Methionine aminopeptidase (MetAP) carries out an important cotranslational N-terminal methionine excision of nascent proteins and represents a potential target to develop antibacterial and antitubercular drugs. We cloned one of the two MetAPs in Mycobacterium tuberculosis (MtMetAP1c from the mapB gene) and purified it to homogeneity as an apoenzyme. Its activity required a divalent metal ion, and Co(II), Ni(II), Mn(II), and Fe(II) were among activators of the enzyme. Co(II) and Fe(II) had the tightest binding, while Ni(II) was the most efficient cofactor for the catalysis. MtMetAP1c was also functional in E. coli cells because a plasmid-expressed MtMetAP1c complemented the essential function of MetAP in E. coli and supported the cell growth. A set of potent MtMetAP1c inhibitors were identified, and they showed high selectivity toward the Fe(II)-form, the Mn(II)-form, or the Co(II) and Ni(II) forms of the enzyme, respectively. These metalloform selective inhibitors were used to assign the metalloform of the cellular MtMetAP1c. The fact that only the Fe(II)-form selective inhibitors inhibited the cellular MtMetAP1c activity and inhibited the MtMetAP1c-complemented cell growth suggests that Fe(II) is the native metal used by MtMetAP1c in an E. coli cellular environment. Finally, X-ray structures of MtMetAP1c in complex with three metalloform-selective inhibitors were analyzed, which showed different binding modes and different interactions with metal ions and active site residues.

Determination of binding affinity of metal cofactor to the active site of methionine aminopeptidase based on quantitation of functional enzyme.

Determination of metal affinity to the active site of metalloenzymes constitutes an integral part in the understanding of enzyme catalysis and regulation. Nonlinear curve fitting of metal titration curves using the multiple independent binding sites (MIBS) model was adapted to determine K(D) values based on functional enzyme concentrations. This approach provides a more accurate evaluation of K(D) compared with existing methods that are based on total protein concentrations. We applied this concept to methionine aminopeptidase from Mycobacterium tuberculosis and showed that it is a monometalated enzyme with a K(D) of 0.13 microM for Co(2+).
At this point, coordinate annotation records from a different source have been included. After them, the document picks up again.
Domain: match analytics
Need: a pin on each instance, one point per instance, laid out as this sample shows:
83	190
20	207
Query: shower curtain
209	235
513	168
Metalloform-selective inhibitors of escherichia coli methionine aminopeptidase and X-ray structure of a Mn(II)-form enzyme complexed with an inhibitor.

Methionine aminopeptidase (MetAP) enzymes require a divalent metal ion such as Mn(II), Fe(II), Co(II), Ni(II), or Zn(II) for its removal of the N-terminal methionine from newly synthesized proteins, but it is not certain which of these ions is most important in vivo. Metalloform-selective MetAP inhibitors could be valuable for defining which metals are physiologically relevant for MetAP activation and could serve as leads for development of new therapeutic agents. We have screened a library of 43 736 small drug-like molecules against Escherichia coli MetAP and identified two groups of potent and highly metalloform-selective inhibitors of the Co(II)-form, and of the Mn(II)-form, of this enzyme. Compound 1 is 790-fold more selective for the Co(II)-form, while compound 4 is over 640-fold more potent toward the Mn(II)-form. The X-ray structure of a di-Mn(II) form of E. coli MetAP complexed with the Mn(II)-form-selective compound 4 was obtained, and it shows that the inhibitor interacts with both Mn(II) ions through the two oxygen atoms of its free carboxylate group. The preferential coordination of the hard (oxygen) donors to Mn(II) may contribute to its superb selectivity toward the Mn(II)-form.